Researchers in Italy used 7-tesla MRI to uncover details of an area in the brain linked to Parkinson's disease, which could help improve early detection of the condition, according to a study published online 26 February in Radiology.
With ultrahigh-field MRI, the group was able to distinguish a three-layered organization of the substantia nigra, a crescent-shaped mass of cells in the midbrain. Based on abnormalities identified in the substantia nigra, the researchers correctly classified patients with Parkinson's disease with a sensitivity of 100% and specificity of 96.2%.
The findings confirm 7-tesla MRI's ability to show the borders of the substantia nigra and its inner organization, as well as radiological signs of change in Parkinson's patients, wrote lead author Dr. Mirco Cosottini, from the University of Pisa, and colleagues.
The MR images "allowed us to discriminate with near-perfect accuracy Parkinson's disease subjects from age-matched healthy subjects," demonstrating 7-tesla MRI's diagnostic power, they wrote (Radiology, 26 February 2014).
Parkinson's disease results from the loss of dopamine-producing cells located in the substantia nigra region of the brain. Dopamine is a key neurotransmitter involved in motor and behavioral processes such as mood, reward, addiction, and stress.
Without accurate imaging techniques for diagnosis, clinicians have had to rely on medical history and neurological exams, which can make it challenging to distinguish Parkinson's disease from other neurological ailments.
"Parkinson's disease diagnosis remains clinically based, but with the introduction of 7-tesla MRI into clinical practice, a supporting radiologic diagnosis can be made," Cosottini said in a release from RSNA about the study.
To first assess the normal anatomy of the substantia nigra, the researchers performed both ex vivo and in vivo imaging using a 7-tesla MR system (MR950, GE Healthcare) with a two-channel transmission and 32-channel receiver head coil.
For the ex vivo exam, the group used a substantia nigra specimen from a 67-year-old woman with no adverse neurologic and psychiatric history, who underwent autopsy after a cardiac-related death. The in vivo 7-tesla MRI exams were performed on eight healthy subjects (mean age, 40.1 years).
After training on the appearance of the normal substantia nigra, two blinded neuroradiologists then evaluated 17 subjects with Parkinson's (mean age, 56.9 years) and 13 healthy subjects (mean age, 54.7 years) to determine 7-tesla MRI's ability to differentiate the two groups.

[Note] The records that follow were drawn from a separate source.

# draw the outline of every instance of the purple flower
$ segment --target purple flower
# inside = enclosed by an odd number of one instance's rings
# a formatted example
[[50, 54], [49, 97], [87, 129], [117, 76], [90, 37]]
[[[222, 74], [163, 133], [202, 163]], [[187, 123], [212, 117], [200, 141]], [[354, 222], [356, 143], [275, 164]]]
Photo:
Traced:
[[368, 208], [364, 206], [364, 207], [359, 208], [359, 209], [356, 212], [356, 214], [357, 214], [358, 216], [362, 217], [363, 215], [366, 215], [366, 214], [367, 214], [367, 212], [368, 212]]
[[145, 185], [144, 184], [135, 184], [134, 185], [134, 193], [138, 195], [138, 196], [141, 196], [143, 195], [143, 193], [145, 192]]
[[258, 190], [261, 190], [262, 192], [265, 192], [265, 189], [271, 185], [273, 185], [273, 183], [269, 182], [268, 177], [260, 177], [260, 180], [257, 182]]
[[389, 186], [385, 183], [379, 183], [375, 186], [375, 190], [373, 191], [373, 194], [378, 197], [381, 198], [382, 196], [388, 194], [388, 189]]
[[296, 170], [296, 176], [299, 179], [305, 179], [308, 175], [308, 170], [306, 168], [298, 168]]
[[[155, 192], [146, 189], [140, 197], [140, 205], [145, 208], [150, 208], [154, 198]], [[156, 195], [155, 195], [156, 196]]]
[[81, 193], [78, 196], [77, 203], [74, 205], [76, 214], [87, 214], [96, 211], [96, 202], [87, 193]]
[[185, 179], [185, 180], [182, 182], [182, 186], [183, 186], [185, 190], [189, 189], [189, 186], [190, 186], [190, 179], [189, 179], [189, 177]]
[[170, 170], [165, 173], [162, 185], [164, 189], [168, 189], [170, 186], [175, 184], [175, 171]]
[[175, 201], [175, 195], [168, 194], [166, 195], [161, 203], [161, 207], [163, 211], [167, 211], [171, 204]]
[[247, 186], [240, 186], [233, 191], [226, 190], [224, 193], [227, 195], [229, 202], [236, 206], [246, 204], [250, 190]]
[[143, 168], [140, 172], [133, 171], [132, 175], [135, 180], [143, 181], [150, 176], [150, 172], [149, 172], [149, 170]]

Subjects were considered to have Parkinson's if at least one of three levels of one side of the substantia nigra was abnormal.
The two readers agreed in their description of a three-layered organization of the substantia nigra, and they were also able to distinguish Parkinson's patients from healthy subjects, the researchers found.
The first reader found abnormalities in at least one of three substantia nigra levels in 17 of 17 Parkinson's patients, while the substantia nigra was normal in 13 of 13 healthy subjects. Sensitivity, specificity, positive predictive value, and negative predictive value for the diagnosis of Parkinson's were each 100%.
The second reader found abnormal areas in 17 of 17 Parkinson's patients and normal results in 12 of 13 healthy subjects. Thus, sensitivity was 100%, specificity was 92%, positive predictive value was 94%, and negative predictive value was 100%.
"In our study, 7-tesla MR targeted images of the midbrain provided a refined depiction of substantia nigra internal organization, which allowed for the identification of three tiers of different signal intensity along the posterior-anterior axis of the midbrain in healthy subjects," the authors wrote.
In addition, Cosottini and colleagues believe the study is the first to demonstrate a "robust MR imaging sign that promptly identifies Parkinson's disease patients with respect to controls," they wrote.
The researchers are also exploring the use of 7-tesla MRI for other neurodegenerative diseases such as mild cognitive impairment.